Traditional Term Loan

  • Loan Amount: $25,000-$500,000
  • Loan Term: Up to 1 year
  • Interest Rate: Fixed or variable interest rates
  • Speed: as little as 2 days

A traditional term loan is probably the most common form of business loans available today. Because it's so common, most people tend to understand it quite easily. First, the borrower takes a fixed amount of money, often used for a specific purchase for the company (like working capital, tax obligations, or even paying off previous debt), and pays back the loan over fixed amount of time.

Since they are so common, there are a wide variety of traditional business loans that are offered to companies with various needs, and both traditional banks and non-bank alternative lenders provide them.

To get a traditional term loan, most investors ask for collateral, or an asset, and many also only lend to businesses with good credit. Sometimes, there are prepayment penalties or fees that are tacked on to traditional term loans, so be sure to ask your investor what these terms may be before agreeing upon a contract.

Short Term Business Loan

  • Loan Amount: $2,500-$250,000
  • Loan Term: 3-18 months
  • Interest Rate: Fixed or variable interest rates
  • Speed: as little as 2 days

Short-term loans are designated to meet short-term financing needs within a company. Typically, this means that these funds go towards cash flow, extra cash needs for working capital, and taking advantage of new business opportunities. By taking out a short-term loan, most businesses are able to use the loan to harness business advancements, gain extra revenue, and repay their debt in a timely manner.

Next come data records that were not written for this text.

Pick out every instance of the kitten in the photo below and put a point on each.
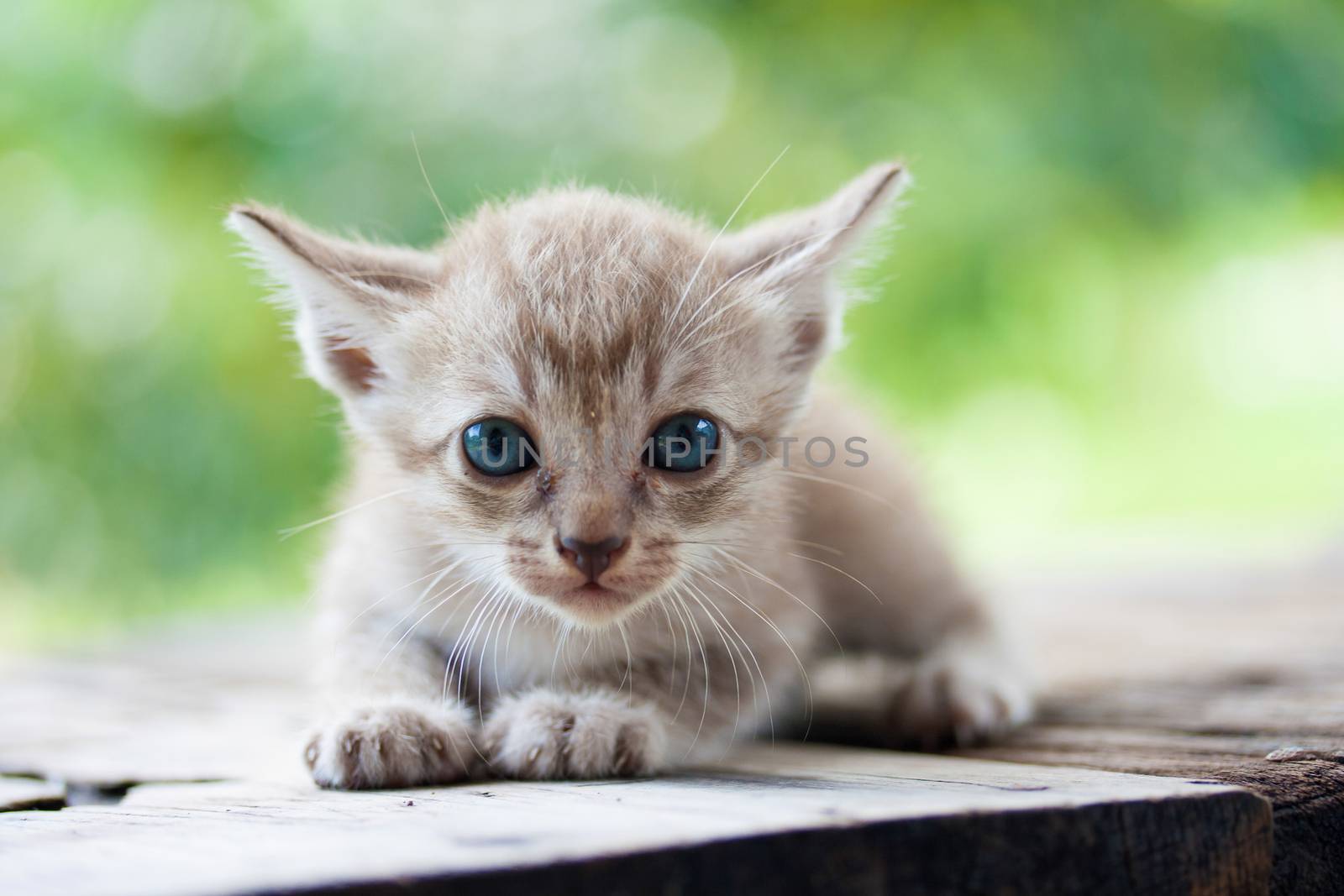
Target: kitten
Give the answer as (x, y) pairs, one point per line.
(577, 548)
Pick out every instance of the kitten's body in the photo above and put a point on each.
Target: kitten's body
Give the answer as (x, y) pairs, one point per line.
(459, 637)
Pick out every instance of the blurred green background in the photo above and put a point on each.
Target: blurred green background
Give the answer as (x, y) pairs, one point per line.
(1115, 311)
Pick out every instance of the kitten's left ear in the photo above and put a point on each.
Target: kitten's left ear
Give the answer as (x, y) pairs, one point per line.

These loans tend to work similar to traditional term loans in that a person or business receives a set amount upfront and is asked to pay it back over a set period of time with additional fees and interests. However, the difference in short-term is that the loan amount tends to be significantly less, the pay-back period is substantially shorter, and interests rates are higher.

Business Line of Credit

  • Loan Amount: $10,000-over $1 Million
  • Loan Term: Up to 1 year
  • Interest Rate: Fixed or variable interest rates
  • Speed: as little as 2 days

A business line of credit is quite similar to a personal line of credit. Typically, an institution or investor grants access to a specific amount of financing, but it is not needed to make payments or incur interests until you tap into those funds. This type of funding is good for people who need a cash-cushion when required, such as short-term financing like payroll and seasonal expenses.

A good example of how a Business Line of Credit works is as followed: If you were given access to a $60,000 line of credit and decide to take out $30,000, you will still have access to the remaining $30,000. If you pay off the amount you took out, then you go back down to $0, owe nothing, and still have access to the original $60,000. However, going over the amount is where interest occurs.

Typically, business lines of credit have lower interest rates and closing costs than traditional loans.

There are a multitude of business loans available for the start-up company and the long lasting franchise. Depending on what is needed for your industry, one loan may have outlasting benefits over another, so definitely do your research and ask your bank or lender the terms of each option before settling on a loan contract.